Constrained optimization

Posted: 2016-04-28 , Modified: 2016-04-28

Tags: convex optimization

Setup

Consider \(\min_{Ax=b}f\).

Give the example for quadratic minimization. What do the KKT equations say? \[\begin{align} \min_{Ax=b} \rc 2 x^T P x + q^T x + r & \\ Px^* + q + A^T \nu^*&=0\\ \iff \matt{P}{A^T}{A}0 \coltwo{x^*}{\nu^*} &= \coltwo{-q}{b}.\label{eq:kkt-mat} \end{align}\]

This is unbounded below if there exist \(v,w\) such that \(Pv+A^Tw=0\), \(Av=0\), \(-q^Tv+b^Tw>0\) (left-multiply by \((v^T\,w^T)\)) to see that the equation above doesn’t have a solution).

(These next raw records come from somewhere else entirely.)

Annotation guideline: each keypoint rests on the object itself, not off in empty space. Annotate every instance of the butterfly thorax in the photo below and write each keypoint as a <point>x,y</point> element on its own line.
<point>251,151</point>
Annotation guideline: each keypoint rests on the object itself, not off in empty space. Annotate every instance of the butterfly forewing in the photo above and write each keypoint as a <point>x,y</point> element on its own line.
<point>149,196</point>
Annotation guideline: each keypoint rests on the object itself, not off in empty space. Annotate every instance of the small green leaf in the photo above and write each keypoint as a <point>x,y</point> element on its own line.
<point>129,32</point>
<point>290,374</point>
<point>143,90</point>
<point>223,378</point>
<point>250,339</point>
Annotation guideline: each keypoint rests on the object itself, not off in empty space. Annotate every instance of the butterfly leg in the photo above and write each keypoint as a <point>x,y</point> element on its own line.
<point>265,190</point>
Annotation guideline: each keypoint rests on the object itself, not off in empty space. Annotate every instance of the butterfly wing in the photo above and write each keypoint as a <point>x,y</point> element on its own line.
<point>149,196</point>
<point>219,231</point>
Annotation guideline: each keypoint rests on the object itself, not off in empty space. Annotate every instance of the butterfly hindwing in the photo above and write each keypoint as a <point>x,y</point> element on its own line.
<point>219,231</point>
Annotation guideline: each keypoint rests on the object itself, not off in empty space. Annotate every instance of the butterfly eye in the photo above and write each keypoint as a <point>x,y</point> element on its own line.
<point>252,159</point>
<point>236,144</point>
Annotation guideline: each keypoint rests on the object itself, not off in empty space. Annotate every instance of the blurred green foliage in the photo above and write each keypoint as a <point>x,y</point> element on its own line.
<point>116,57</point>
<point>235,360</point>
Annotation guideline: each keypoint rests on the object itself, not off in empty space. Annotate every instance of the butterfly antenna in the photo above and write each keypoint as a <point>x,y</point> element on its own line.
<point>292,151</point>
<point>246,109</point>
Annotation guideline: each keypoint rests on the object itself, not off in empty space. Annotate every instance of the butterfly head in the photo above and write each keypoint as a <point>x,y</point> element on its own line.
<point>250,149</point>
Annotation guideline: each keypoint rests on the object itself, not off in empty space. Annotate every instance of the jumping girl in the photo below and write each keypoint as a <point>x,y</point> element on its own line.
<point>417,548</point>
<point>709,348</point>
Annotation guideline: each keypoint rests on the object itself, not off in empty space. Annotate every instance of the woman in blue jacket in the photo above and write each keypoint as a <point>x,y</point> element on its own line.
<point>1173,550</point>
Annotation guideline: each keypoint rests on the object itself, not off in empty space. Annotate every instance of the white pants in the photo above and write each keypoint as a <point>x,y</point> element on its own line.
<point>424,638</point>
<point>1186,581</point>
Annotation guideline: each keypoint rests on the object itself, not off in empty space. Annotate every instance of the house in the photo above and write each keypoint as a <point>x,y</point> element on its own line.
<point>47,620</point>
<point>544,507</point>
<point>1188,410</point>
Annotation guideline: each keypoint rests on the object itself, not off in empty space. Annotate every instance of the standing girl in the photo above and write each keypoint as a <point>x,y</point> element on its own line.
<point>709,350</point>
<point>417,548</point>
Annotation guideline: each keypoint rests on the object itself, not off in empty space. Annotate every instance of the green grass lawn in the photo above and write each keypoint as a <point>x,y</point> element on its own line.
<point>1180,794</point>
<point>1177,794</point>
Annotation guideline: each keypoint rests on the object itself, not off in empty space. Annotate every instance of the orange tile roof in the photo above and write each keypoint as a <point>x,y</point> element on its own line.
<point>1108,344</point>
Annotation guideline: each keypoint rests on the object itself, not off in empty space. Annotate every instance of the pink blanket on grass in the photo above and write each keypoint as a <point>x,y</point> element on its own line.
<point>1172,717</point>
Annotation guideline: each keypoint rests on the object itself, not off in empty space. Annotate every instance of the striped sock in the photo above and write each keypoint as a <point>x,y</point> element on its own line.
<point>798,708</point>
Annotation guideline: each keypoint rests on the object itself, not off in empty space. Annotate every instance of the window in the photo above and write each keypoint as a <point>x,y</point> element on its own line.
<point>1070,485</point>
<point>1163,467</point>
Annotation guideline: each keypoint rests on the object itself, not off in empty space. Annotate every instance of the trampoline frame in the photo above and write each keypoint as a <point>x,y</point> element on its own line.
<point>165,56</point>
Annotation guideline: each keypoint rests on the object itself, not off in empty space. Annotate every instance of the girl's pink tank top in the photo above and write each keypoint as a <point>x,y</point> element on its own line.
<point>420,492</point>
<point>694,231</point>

Recall the dual function. Why do we care about it? \[g(\la,\nu) = \min_x f+\nu^T (Ax-b) = -\nu^Tb - f^*(-\nu^TA), \qquad f^*(y)=\max y^Tx - f(x).\] Equality constraints disappear in the dual. If the dual is nice, we can just solve an unconstrained problem \(\max_{\la \ge 0} g(\la,\nu)\).

Newton

Feasible start

Describe the Newton method starting with a feasible \(x, Ax=b\). The Newton step is the minimizer for the quadratic approximation under the constraint. (Finding the minimum of a quadratic amounts to solving a linear equation.) Using \[\matt{\nb^2 f}{A^T}A0 \coltwo{\De x_{nt}}w = \coltwo{-\nb f}{0}.\] Define \[\la(x) = (\De x_{nt}^T \nb^2 f \De x_{nt})^{\rc 2}\].

Note this is normal Newton if you use a parametrization.

(Convexity makes the KKT matrix invertible.)

Infeasible start

Describe the infeasible start Newton method. Approximate \(f\) by a quadratic using \(P=\nb^2 f\) in \(\eqref{eq:kkt-mat}\) and find \(\De x_{nt}\) so that \(x+\De x_{nt}\) satisfies the KKT conditions. The equation for \(\De x_{nt}\) is \[\matt{\nb^2 f}{A^T}A0 \coltwo{\De x_{nt}}w = \coltwo{-\nb f}{b-Ax}.\]

Note here we’re just updating \(x\) by solving for \(\De x_{nt}\). Ech time \(w\) is treated just as an auxiliary variable. But \(w\) comes from the dual solution \(\nu\). Can we look at \((x,\nu)\) together as a primal-dual pair and update both of them?

Let the (dual and primal) residual be (recall KKT says we want \(\nb f + A^T\nu =0\)) \[\begin{align} r &= (\nb f + A^T \nu, Ax-b). \end{align}\]

Instead of minimizing \(f\), we minimize the residual for the KKT conditions. The residual has a component for minimizing \(f\), and a component for trying to satisfy \(Ax=b\).

Here is the algorithm.

  1. Start with \(x\) (not necessarily satisfying \(Ax=b\)).
  2. Calculate \(\De x_{nt}\), keeping track of \(\nu\). Backtrack (by multiplying by \(\be\)) until you find \(t\) such that \[\ve{r(x+t\De x_{nt}, \nu + t\De \nu_{nt})}_2\le (1-\al t) \ve{r}_2.\]
  3. Repeat until \(Ax=b\), \(\ve{r}_2\le \ep\).